FAIRMONT — The now empty facilities of Fairmont Regional Medical Center will soon be open with new occupants.
The West Virginia Health Care Authority has approved a Certificate of Need for WVU Medicine, which planned to operate a 10-bed acute care facility out of Fairmont Regional as a branch of Ruby Memorial Hospital, according to a press release from the organization. Formal approval was granted May 6.
The facility will come to be called Fairmont Medical Center, and will also “provide on-site imaging, including x-ray, ultrasound, and computed tomography, and laboratory services.” According to the application, the cost of this project is at an estimated $8,790,000.
“We are grateful for the West Virginia Health Care Authority’s approval of our plans, and we are excited to ensure that the residents of Marion County continue to have access to emergency department and inpatient services close to home,” said Albert L. Wright, Jr., president and CEO of the West Virginia University Health System. “We appreciate the excitement and anticipation the community has already shown for these projects, and we look forward to seeing them come to fruition.”
The Health Care Authority also approved a CON for WVU Medicine to build a 100-bed hospital on the Gateway Connector next to the organization’s existing outpatient center.
Wright announced this project at a press conference March 13 alongside West Virginia Gov. Jim Justice and WVU President Gordon Gee. This hospital is planned to include an emergency department and 25 inpatient acute care beds, which will accompany several other hospital services available at other WVU Medicine locations. This project is set to be completed in mid-2022, according to the press release.
On March 30, also filed for a Certificate of Need to construct a 25-bed hospital on the Gateway Connector that would serve “as a campus and department of Ruby Memorial Hospital.” The project is estimated to cost $35,3 million.
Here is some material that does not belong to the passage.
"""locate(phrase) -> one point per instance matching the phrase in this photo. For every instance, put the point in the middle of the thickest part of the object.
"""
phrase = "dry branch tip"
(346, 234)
Both moves by WVU Medicine come as a response to Fairmont Regional Medical Center’s closure that took place March 19, a day and a month after FRMC’s owners — Irvine, Calif.-based Alecto Healthcare Services Inc. — announced it would close the local hospital in 60 days and lay off 528 employees.
In the meantime, Morgantown-based Mon Health System on March 20 applied for a Certificate of Need to build a 10-bed hospital in Marion County “providing a fully functioning emergency room and corresponding services with all the normal diagnostic and support services of an acute care hospital. The hospital is estimated to cost $25 million.